Pas de film pour la petite vieille

 


Matin, réveil tardif selon mes anciennes habitudes mais digne de Grignan, tournicotant un peu… je m’attaque avec la difficulté habituelle au changement de draps, j’ajoute un pantalon dans le sac pour leur transport puis je pose je sac en attente parce que, quel que soit ma décision pour le programme du jour, le charroi n’y trouve pas place. Un petit tour rapide pour jeter un sac poubelle en faisant le tour du pâté de maison en une marche d’une durée presque nulle. Un déjeuner cuisiné (à part un petit reste de salade industrielle) pas tout à fait assez cuit mais c’est aussi bien (ou j’en décide ainsi) un sieste et je reprends mon hésitation.. je suis venue à bout de la première série de billets achetés pour le Théâtre des Halles, me réservant de prendre le billet le jour même grâce à ma carte d’abonnée et j’ai vu qu’était programmée pour ce jeudi soir un spectacle que j’avais décidé d’aller voir… seulement lisant et relisant le synopsis, les intentions je butte sur cette phrase La Personne est un spectacle allégorique qui révèle les mécanismes de l’emprise, une expérience étonnante, captivant et énigmatique, je frissonne d’appréhension (il me semble que la seule idée d’une emprise ne me vaudrait rien) et je consulte le programme d’Utopia cherchant un film parmi ma liste de désirés qui poserait problème pour combiner sa durée et l’horaire du spectacle sauf précipitation. 



Je choisis « le mage du Kremlin » (j’en parlais d’ailleurs mercredi soir avec ma soeur, qui m’appelait pour m’annoncer la naissance d’un petit Léon dont elle m’avait déjà révélé l’existence et nous avons dérivé vers le cinéma et nos goûts qui avec le temps s’avèrent proches.. elle beaucoup aimé le monde des forêts dont je lui avais déjà parlé sans attirer son attention).

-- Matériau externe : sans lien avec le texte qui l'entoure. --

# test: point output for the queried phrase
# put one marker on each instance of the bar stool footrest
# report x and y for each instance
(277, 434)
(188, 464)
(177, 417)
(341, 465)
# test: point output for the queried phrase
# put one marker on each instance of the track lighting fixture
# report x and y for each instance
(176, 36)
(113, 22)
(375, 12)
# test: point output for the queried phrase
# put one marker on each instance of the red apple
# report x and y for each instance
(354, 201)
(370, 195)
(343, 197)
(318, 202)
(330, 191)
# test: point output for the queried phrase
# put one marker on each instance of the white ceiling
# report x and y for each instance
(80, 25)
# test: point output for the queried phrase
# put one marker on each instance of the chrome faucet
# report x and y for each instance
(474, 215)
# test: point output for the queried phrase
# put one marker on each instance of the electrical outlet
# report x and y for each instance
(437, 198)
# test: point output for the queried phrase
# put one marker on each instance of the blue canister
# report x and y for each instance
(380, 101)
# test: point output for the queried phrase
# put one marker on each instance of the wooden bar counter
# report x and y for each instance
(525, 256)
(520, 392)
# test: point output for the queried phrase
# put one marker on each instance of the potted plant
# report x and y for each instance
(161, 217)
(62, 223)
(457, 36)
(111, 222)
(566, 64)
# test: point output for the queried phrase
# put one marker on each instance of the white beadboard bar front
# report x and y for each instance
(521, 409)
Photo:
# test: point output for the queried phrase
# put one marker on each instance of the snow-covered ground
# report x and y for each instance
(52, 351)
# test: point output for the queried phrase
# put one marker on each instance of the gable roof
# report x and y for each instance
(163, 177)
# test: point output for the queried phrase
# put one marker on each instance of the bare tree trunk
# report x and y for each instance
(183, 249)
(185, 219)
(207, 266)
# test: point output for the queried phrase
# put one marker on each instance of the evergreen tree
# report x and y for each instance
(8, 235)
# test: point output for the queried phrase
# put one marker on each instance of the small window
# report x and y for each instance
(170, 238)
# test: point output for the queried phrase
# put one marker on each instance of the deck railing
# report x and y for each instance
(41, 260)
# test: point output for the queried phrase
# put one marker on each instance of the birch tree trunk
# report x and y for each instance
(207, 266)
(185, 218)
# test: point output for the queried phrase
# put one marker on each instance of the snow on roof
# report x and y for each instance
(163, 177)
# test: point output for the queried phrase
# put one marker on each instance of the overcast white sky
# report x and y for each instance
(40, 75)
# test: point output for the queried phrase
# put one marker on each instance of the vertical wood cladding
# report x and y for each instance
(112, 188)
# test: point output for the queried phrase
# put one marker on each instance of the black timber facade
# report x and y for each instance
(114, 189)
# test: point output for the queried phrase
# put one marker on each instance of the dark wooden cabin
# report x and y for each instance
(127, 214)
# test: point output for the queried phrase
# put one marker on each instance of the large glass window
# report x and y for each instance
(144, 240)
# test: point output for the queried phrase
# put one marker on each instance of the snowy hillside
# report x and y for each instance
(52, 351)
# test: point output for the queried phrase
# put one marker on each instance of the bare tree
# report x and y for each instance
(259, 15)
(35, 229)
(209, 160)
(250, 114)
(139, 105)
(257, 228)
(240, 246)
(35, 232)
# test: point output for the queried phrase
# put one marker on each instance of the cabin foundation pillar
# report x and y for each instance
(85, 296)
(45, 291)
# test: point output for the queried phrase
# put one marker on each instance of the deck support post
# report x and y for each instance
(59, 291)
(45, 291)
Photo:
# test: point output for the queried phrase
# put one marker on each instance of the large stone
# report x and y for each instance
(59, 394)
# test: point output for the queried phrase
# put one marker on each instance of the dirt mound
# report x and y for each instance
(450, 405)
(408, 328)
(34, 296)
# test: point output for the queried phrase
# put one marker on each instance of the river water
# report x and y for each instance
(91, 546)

J’enfile ma parka et m’en vais, arrivant juste à l’heure… si ce n’est que, bon, je m’étais trompé de colonne, il passait à 16 heures 30 et non à 18 heures 30; la caissière me proposait « Hammet » qu’à tort ou raison j’ai décidé de ne pas voir.




M’en suis donc retournée, en faisant un petit tour par la rue Sainte Catherine et la rue du Commerce pour au moins marcher comme je le dois. 

jeudi, février 12, 2026

Jour lent et retour sur La Grazia

 


Tremblotante et courbatue au réveil, préparation dolce, départ carcasse se prélassant dans une chaude protection kaki (la doudoune étant encore humide j’ai enfin pensé à cette vieille parka que je traine depuis des années comme un doudou où carcasse ronronne qui attendait dans une housse que je pense à elle et que j’ai défripée à la va comme je puis) ragaillardie encore dès les premiers pas dans l’air par l’air qui montait en tendresse et la jolie lumière…



Munie de trois paquets de serviettes  en papier de bonne facture, d’un nouveau collant chaud, de 200 grammes de cabillaud, de cent grammes de crevettes, d’une boite de cigarillos, du Canard enchaîné et d’un cookie de basse qualité, je suis revenue pour enchainer le jour en y incluant cuisine, un déjeuner lent en lisant un peu plus de la moitié du Canard, une lourde sieste, des petits tours internet (silencieux le plus souvent grâce à la perte de Facebook) et me suis attaquée un rien inquiète parce qu’en y pensant plus ou moins pendant tout ce temps me venaient des idées que ne savais comment dire et en quel ordre ce qui me restait de La Grazia regardée frissonnante et l’esprit ne restant à peu près éveillé et conscient que par la force des images et des idées…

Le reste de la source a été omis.